Insulin per Knopfdruck

Seit Dezember trägt Michelle diese Pumpe. Bis dahin hatte sie fünfmal am Tag Insulin spritzen müssen. Manchmal hatte ihre Mutter sie sogar nachts dafür wecken müssen. Jetzt muss sie, um den Blutzucker zu regulieren, nur auf einem kleinen gelben Gerät ein paar Tasten drücken. Es sieht aus wie ein Handy und sendet Daten an die Insulinpumpe. Die ist an Michelles Oberarm befestigt und geht über einen weichen Plastikschlauch zwei Millimeter unter die Haut. Seit Michelle auf diese Weise ihr Insulin bekommt, ist alles einfacher geworden. „Die Familie macht das extrem gewissenhaft“, lobt Dr. Kahleyss.

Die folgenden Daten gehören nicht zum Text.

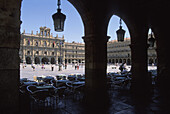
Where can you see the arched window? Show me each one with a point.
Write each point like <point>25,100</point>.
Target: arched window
<point>45,43</point>
<point>28,42</point>
<point>36,43</point>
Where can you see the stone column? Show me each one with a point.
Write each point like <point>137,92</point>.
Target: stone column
<point>140,79</point>
<point>9,57</point>
<point>95,69</point>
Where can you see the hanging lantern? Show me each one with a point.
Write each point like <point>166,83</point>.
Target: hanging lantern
<point>151,41</point>
<point>59,19</point>
<point>120,33</point>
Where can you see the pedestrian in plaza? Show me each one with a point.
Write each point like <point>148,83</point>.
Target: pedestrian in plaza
<point>75,66</point>
<point>52,67</point>
<point>122,67</point>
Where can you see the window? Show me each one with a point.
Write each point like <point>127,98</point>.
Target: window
<point>45,33</point>
<point>53,44</point>
<point>37,52</point>
<point>28,52</point>
<point>28,42</point>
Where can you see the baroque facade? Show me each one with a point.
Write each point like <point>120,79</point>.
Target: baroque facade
<point>74,52</point>
<point>43,48</point>
<point>119,52</point>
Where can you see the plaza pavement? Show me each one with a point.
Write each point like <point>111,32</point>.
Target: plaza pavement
<point>28,72</point>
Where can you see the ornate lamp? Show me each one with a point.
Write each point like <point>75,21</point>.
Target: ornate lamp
<point>151,40</point>
<point>120,33</point>
<point>59,19</point>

Seit acht Jahren behandelt die 51-Jährige am Meißner Elblandklinikum Kinder mit Diabetes. Sie mag die Arbeit mit Kindern, die Entscheidung dafür fiel schon während ihres Studiums in Leipzig. „Kinder sind so ehrlich, sie zeigen einem direkt, ob sie einen mögen oder nicht.“ Jeden Tag trägt sie dazu bei, die Lebensqualität eines Kindes zu verbessern. So wie bei Michelle. Eigentlich ist deren Leben heute fast normal. Erst vor Kurzem ist sie beim Leichtathletik-Crosslauf Erste geworden.